After Earth

de M. Night Shyamalan, 2013, *

Alors, résu­mons. Dans un bon mil­lé­naire :

— on sau­ra faire des com­bi­nai­sons de sur­vie qui changent de cou­leur selon l’environnement ; en revanche, elles n’offriront même pas la pro­tec­tion ther­mique d’une bonne vieille cou­ver­ture de sur­vie ;

— on sau­ra faire des cap­sules qui per­mettent de res­pi­rer sur une pla­nète hos­tile, mais on les condi­tion­ne­ra dans des boîtes qui s’écrasent quand un gamin se prend les pieds dans le tapis ;

— on fera des vais­seaux inter­stel­laires capables de sauts quan­tiques, mais les balises de sur­vie devront être acti­vées à la main même en cas de crash ;

— on trans­por­te­ra des bes­tioles super-dan­ge­reuses dans les­dites vais­seaux, mais il n’y aura aucun dis­po­si­tif pour les abattre en cas d’accident ;

— dans un vais­seau cra­shé, on trou­ve­ra des dizaines de drones de recon­nais­sance capables de modé­li­ser la région et de détec­ter les formes de vie, mais pas un seul capable de trans­por­ter quelqu’un jusqu’à un mor­ceau de vais­seau cra­shé plus loin, ou même sus­cep­tible de trans­por­ter une balise de détresse ;

— on aura des outils capables de radio­gra­phier et diag­nos­ti­quer une frac­ture dépla­cée du fémur ou une obs­truc­tion arté­rielle, mais les trousses de sur­vie recour­ront encore à un bon vieux scal­pel et un bête tuyau pour faire un shunt à la main comme il y a cin­quante ans. Pis, on ne sau­ra tou­jours pas faire un sys­tème d’injection d’anti-venin auto­ma­tique : il fau­dra se faire ses piqûres intra-car­diaques à la main ;

— on aura affaire à des bes­tioles super-méchantes qui sentent les phé­ro­mones, et on pré­fé­re­ra pas­ser des années à for­mer des « ran­gers » au self-control pour pas en émettre plu­tôt que de faire des bêtes com­bi­nai­sons étanches ;

— les vau­tours seront deve­nus géants, mais ces grands sen­ti­men­taux pro­té­ge­ront ceux qui auront aidé leur pro­gé­ni­ture ;

— les vau­tours géants niche­ront dans des arbres acces­sibles au moindre tigre de pas­sage, chas­se­ront en vol et pique­ront les ailes déployées ;

— on pour­ra cou­rir tran­quille­ment au milieu de cou­lées de lave sans même suer.

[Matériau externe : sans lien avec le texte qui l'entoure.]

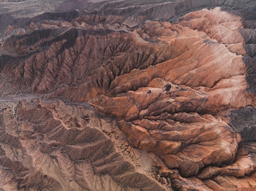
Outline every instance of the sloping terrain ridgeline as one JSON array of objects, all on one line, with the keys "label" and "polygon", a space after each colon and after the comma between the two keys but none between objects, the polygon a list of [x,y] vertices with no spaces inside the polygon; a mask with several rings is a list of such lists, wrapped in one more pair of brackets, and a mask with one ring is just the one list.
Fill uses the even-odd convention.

Je passe donc sur les innom­brables cli­chés (rela­tion au père, trau­ma­tisme ini­tial, tout ça) pour en venir à l’essentiel : Night Shyamalan fait d’habitude du fan­tas­tique, et il a juste oublié que dans « science-fic­tion», il y a « science ». Le film est donc aus­si cré­dible qu’un épi­sode du Donjon de Naheulbeuk, sauf qu’il se veut réa­liste et hale­tant… et le résul­tat est pro­pre­ment ridi­cule.